Access to safe and clean water by majority of Ugandans may not achieved unless government increases resources it allocates to the Ministry of Water and environment.
Addressing Journalists early this week at the Ministry Head offices ahead of the Uganda Water and Environment Week for 2019, Water and Environment Minister Sam Cheptoris said limited resources have hindered them from executing water projects across the country.
“As a ministry, we are aware that some Ugandans are not accessing safe and clean water both for human consumption and production but nothing can be done unless more resources are allocated to the sector. Currently, our budget cannot allow us to work on major water projects,” the minister told Journalists
On environmental destruction, especially in wetlands, the minister said government will embark on restoring the degraded wetlands by removing all encroachers but he said more time is needed because the exercise is likely to affect people’s livelihoods.
“All those people who have encroached on the wetlands are going to be worked on either in diplomatic ways or by use of force because we have warned them several times and its seems they are not willing to vacate the wetlands. As government, we are working with other stakeholders to ensure that all land titles in wetlands that were issued after the 1995 Constitution, are cancelled since the current environmental law puts all wetlands in government’s possession,” he explained.
He, however, said government will not stop local people from utilizing the wetlands if they do it in a sustainable way to ensure they are not degraded. To achieve this, the minister said they have developed a wetlands utilization management plan which will guide the members of the general public on which income activities can be carried out in specific wetlands.
Uganda is among countries in African where natural resources such as forests and wetlands are being degraded at a high rate. This has been associated with weaknesses in enforcing environmental laws despite the fact that Uganda has one of the best environmental laws in place.
However, Dr Callist Tindimugaya, the commissioner in charge of Water Resources Planning and Regulation in the Ministry of Water and Environment, also attributed the problem to the general public especially traditional and cultural Institutions alongside religious ones which he blamed for not supporting government in Environment conservation.

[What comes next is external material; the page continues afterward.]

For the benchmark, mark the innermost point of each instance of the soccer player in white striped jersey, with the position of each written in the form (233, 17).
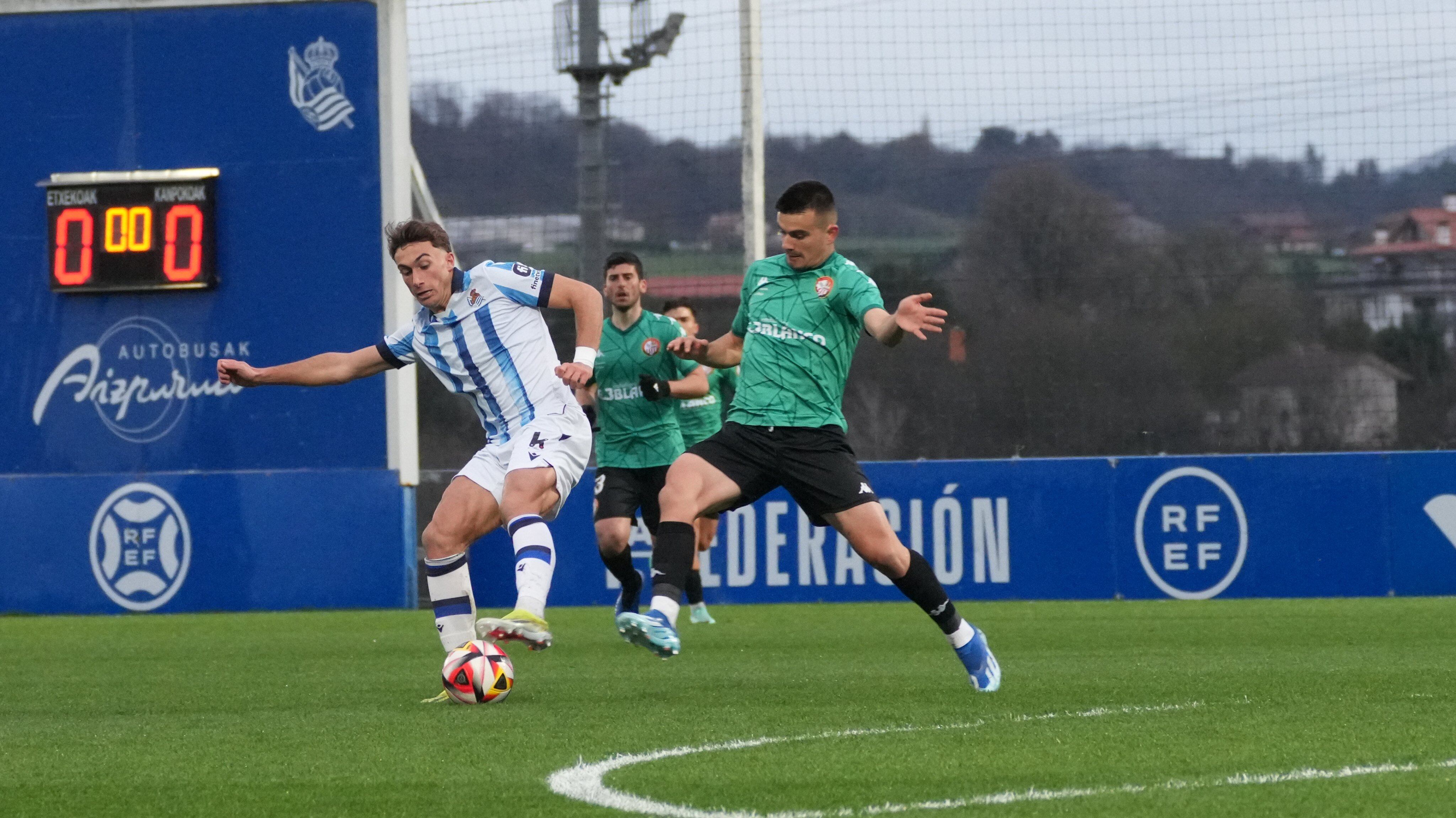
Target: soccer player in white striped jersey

“These institutions have big role to play as far as protecting our natural resources is concern they should preach to their followers that Wetlands destruction is not good. As Government we urge them to join Government in sensitizing the public about the danger of Environmental degradation” He said.
The Uganda Environment and Water week will run from March 18 up to 22 March and the main event will be celebrated at the Water Resources training Institute Entebbe. President Museveni is expected to grace the occasion as the chief Guest.
The Event will conclude with the annual commemoration of three vital International Days, that is, World Forest day, World water Day and World Meteorology Day.
The overall theme of the Week is Water and Environment; a strategy driver in attainment of sustainable Development Goals 2030.
The Overall goal of the Week is to improve understanding of the centrality of water and Environment resources in attaining of the SDGs by 2030.